Some of us get ourselves tied into knots worrying about how others perceive us – some of us sometimes, some of us chronically. The quote “What other people think of me is none of my business” is offered as an antidote to this all-too-human social anxiety – but is that good advice?
On one hand, it’s true that a part of people’s perception of you has nothing to do with you and everything to do with the internal workings of a particular individual’s mind. Maybe they don’t like you because you look like their ninth grade algebra teacher. Maybe they misread your tone, hearing an emotion they expected or feared to hear, or which they would have experienced had the roles been reversed. Maybe they don’t respect your contribution because they tend to focus on what’s wrong and neglect to see what’s right. And maybe once they formed this misperception, they just kept finding evidence to support it. Maybe someone doesn’t care for you, and they don’t even know why. As we explored recently, a large portion of our reactions and actions are based on rapid and unconscious thought processes. There are a lot of reasons why people may think the worst of you, which in fact don’t have much to do with you.
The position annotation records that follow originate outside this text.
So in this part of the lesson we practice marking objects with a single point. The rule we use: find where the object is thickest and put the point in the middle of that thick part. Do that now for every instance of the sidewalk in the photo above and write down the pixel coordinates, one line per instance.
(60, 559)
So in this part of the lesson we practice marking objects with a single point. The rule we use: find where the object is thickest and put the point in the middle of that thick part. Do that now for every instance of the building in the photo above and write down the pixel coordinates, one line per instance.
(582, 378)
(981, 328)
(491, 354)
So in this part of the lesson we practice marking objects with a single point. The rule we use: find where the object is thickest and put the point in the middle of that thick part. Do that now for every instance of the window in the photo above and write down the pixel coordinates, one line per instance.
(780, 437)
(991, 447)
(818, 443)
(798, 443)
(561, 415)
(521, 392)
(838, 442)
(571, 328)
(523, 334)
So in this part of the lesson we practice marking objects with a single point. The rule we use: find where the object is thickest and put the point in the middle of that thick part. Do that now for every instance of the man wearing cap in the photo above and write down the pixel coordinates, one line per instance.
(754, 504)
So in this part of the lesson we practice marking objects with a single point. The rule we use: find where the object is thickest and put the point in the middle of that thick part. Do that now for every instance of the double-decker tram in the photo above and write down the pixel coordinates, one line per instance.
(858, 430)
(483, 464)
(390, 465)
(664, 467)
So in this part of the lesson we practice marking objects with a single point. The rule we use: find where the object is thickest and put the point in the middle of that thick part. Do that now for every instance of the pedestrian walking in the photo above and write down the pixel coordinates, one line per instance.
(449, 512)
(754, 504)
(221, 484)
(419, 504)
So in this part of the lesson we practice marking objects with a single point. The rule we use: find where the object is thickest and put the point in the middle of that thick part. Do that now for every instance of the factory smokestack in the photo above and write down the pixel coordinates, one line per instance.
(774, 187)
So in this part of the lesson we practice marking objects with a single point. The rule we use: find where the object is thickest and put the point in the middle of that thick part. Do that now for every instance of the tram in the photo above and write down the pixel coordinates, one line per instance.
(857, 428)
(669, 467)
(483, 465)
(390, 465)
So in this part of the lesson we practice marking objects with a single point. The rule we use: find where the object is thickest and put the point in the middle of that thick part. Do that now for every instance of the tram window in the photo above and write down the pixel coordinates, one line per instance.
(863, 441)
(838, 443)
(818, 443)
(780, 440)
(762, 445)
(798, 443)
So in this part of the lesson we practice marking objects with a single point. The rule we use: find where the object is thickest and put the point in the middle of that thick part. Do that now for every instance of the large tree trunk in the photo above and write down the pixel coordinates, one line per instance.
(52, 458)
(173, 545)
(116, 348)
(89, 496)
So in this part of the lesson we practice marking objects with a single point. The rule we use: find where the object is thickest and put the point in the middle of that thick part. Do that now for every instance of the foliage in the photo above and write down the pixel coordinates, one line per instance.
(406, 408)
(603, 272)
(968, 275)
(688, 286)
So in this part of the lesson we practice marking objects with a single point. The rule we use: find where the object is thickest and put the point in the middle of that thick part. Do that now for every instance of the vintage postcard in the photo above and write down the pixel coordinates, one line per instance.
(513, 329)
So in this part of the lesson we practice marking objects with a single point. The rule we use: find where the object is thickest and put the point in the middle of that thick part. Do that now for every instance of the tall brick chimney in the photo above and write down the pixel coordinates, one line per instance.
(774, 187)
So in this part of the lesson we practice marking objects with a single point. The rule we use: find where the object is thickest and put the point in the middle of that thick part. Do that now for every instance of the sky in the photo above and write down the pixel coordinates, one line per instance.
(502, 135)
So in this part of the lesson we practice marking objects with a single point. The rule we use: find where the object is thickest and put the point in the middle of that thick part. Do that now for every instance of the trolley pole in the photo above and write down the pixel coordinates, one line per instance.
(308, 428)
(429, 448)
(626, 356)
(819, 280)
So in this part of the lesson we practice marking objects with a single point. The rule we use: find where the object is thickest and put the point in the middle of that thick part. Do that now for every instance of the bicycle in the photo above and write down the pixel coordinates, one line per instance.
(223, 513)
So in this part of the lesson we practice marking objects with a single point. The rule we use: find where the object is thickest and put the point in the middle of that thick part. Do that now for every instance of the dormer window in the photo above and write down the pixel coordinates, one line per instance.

At the same time, worrying about others’ perceptions is an all-too-human concern because it DOES matter what other people think of you. Humans are highly social creatures, and our success as individuals and as a species relies on our ability to get along. We know this intuitively, instinctively. And in modern day-to-day life, we experience the truth of it: Likeable Larry is more likely to get that sweet project than Difficult Dan. Collectively, individual perceptions of us form our reputation, and this has significant impacts on our relationships and opportunities. If you’re perceived as a pushover, people may try to take advantage of you. If you are perceived as difficult to work with, people may avoid you, depriving you of information and opportunities to influence.
But there is something else important to examine here. When other people reflect their perceptions of us back to us, they are indirectly offering us feedback. Feedback, especially the critical variety, provides a chance to learn something. Maybe someone thinks we are a slacker because…we are really not pulling our weight on the team. Maybe someone has taken a dislike to us because…we are too curt in our requests. Maybe – just maybe – there is a painful grain of truth in their perceptions. Self-insight and self-awareness are the keys to growth. Growth is rarely comfortable. Sometimes you have to look, not in the mirror, but in the reflections of the faces of those around you to see a truth that will help you evolve into a better version of you.
As in all things, awareness and balance are key. If you get negative feedback, ask yourself the first hard question: might there be a grain of truth I resist seeing in this? Even if there is a complicated answer (partly it’s me and partly it’s them, which will no doubt be the most common answer), is there something I can learn here to do better and be more effective with this person or other people like them? Sometimes the answer is that you need to do something different. Sometimes the answer is that you need to let go and move on – not everyone’s opinion matters. One of the hard facts of leadership is that criticism comes with the territory. It’s your job to make decisions that may not always be popular. As the saying goes, you can’t please all of the people all of the time.
Learning to navigate this fuzzy zone isn’t easy. It requires both humility and confidence. It demands that we be willing to change, but also know what we are willing to stand for.